H World: Focus on Short-Term Outlook and Long-Term Outlook (NASDAQ:HTHT)
Elevator pitch
I have a hold rating for H International Group Limited (Nasdaq: HTHT) (1179: Hong Kong). The focus of my previous article dated March 22, 2024 was to review the company’s full-year 2023 results.
With this latest update, I’m evaluating H World’s Near-term financial prospects and long-term growth potential. HTHT’s Q2 2024 performance is expected to be lackluster given the company’s guidance and industry data. On the flip side, H World still has the potential to deliver meaningful revenue growth and margin expansion in the long term, considering venture into new Chinese cities and shifting to a capital-light model for its overseas operations. Since there is a difference between HTHT’s short-term and long-term forecasts, I have chosen to leave H World’s current Hold rating unchanged.
Q2 guidance was disappointing
H world It outlined the company’s outlook for the second quarter of 2024, when it released its forecast Q1 2024 earnings press release Last month. Specifically, HTHT guided for Q2 top-line expansion of between +7% y/y and +11% y/y in RMB terms. By comparison, the company had much better revenue growth of +18% YoY in Q1 2024.

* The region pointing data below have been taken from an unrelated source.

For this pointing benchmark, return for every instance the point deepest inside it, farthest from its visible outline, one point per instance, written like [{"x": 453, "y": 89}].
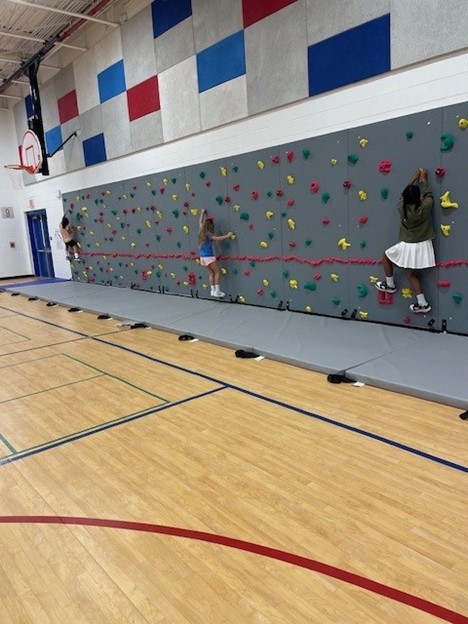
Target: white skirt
[{"x": 412, "y": 255}]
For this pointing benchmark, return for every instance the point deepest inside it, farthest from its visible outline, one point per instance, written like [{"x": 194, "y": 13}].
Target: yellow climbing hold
[
  {"x": 343, "y": 243},
  {"x": 446, "y": 202}
]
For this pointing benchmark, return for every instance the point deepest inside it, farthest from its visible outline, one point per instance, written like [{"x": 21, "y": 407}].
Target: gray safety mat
[{"x": 427, "y": 365}]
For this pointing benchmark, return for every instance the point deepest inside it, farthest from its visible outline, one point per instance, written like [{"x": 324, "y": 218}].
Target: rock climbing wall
[{"x": 311, "y": 220}]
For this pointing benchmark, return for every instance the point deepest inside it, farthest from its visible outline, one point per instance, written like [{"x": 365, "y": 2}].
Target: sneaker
[
  {"x": 419, "y": 309},
  {"x": 384, "y": 287}
]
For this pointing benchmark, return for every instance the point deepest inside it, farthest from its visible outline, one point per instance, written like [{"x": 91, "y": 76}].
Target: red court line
[{"x": 258, "y": 549}]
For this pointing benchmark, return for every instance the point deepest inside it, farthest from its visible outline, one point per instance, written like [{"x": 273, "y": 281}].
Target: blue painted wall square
[
  {"x": 29, "y": 107},
  {"x": 94, "y": 150},
  {"x": 351, "y": 56},
  {"x": 221, "y": 62},
  {"x": 166, "y": 14},
  {"x": 111, "y": 81},
  {"x": 53, "y": 139}
]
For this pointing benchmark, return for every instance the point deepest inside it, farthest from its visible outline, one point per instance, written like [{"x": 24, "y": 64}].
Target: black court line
[{"x": 298, "y": 410}]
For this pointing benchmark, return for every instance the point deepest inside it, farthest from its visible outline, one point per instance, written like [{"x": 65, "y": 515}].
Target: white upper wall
[{"x": 431, "y": 85}]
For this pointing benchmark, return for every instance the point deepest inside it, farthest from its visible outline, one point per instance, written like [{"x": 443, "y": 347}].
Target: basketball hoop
[{"x": 16, "y": 174}]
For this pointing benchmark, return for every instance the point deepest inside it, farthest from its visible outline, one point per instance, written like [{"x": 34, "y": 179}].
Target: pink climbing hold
[
  {"x": 314, "y": 187},
  {"x": 385, "y": 166}
]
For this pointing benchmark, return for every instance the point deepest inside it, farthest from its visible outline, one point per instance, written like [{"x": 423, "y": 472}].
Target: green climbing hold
[{"x": 448, "y": 142}]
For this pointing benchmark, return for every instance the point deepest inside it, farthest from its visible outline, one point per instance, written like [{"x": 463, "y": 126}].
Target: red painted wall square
[
  {"x": 68, "y": 107},
  {"x": 143, "y": 98},
  {"x": 254, "y": 11}
]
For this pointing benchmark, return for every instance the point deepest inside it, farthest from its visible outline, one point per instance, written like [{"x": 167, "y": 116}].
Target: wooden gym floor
[{"x": 146, "y": 480}]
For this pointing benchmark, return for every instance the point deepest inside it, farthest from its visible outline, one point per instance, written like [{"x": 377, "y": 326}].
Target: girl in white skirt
[
  {"x": 206, "y": 252},
  {"x": 415, "y": 250}
]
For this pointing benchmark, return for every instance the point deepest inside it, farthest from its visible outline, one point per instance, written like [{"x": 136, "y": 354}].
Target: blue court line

Furthermore, HTHT revealed a “flat to slightly negative” revenue per available room (RevPAR) growth rate forecast for its mainland Chinese hotel operations in Q2 2024 in its Q1 analyst call. It is worth noting that H World’s China business, which is referred to as the Legacy-Huazhu segment in company disclosures, recorded a relative +3% increase in RevPAR year over year for the first quarter of this year. Also, H World’s domestic RevPAR forecast indicates that achieving the company’s overall expansion of +7%-11% for Q2 2024 will depend largely on new hotels rather than organic growth.
The Chinese mainland’s hotel industry generally did not perform well during the Labor Day holiday in the first week of May this year. This may explain why H World has a bleak outlook on its expected performance in the second quarter of 2024.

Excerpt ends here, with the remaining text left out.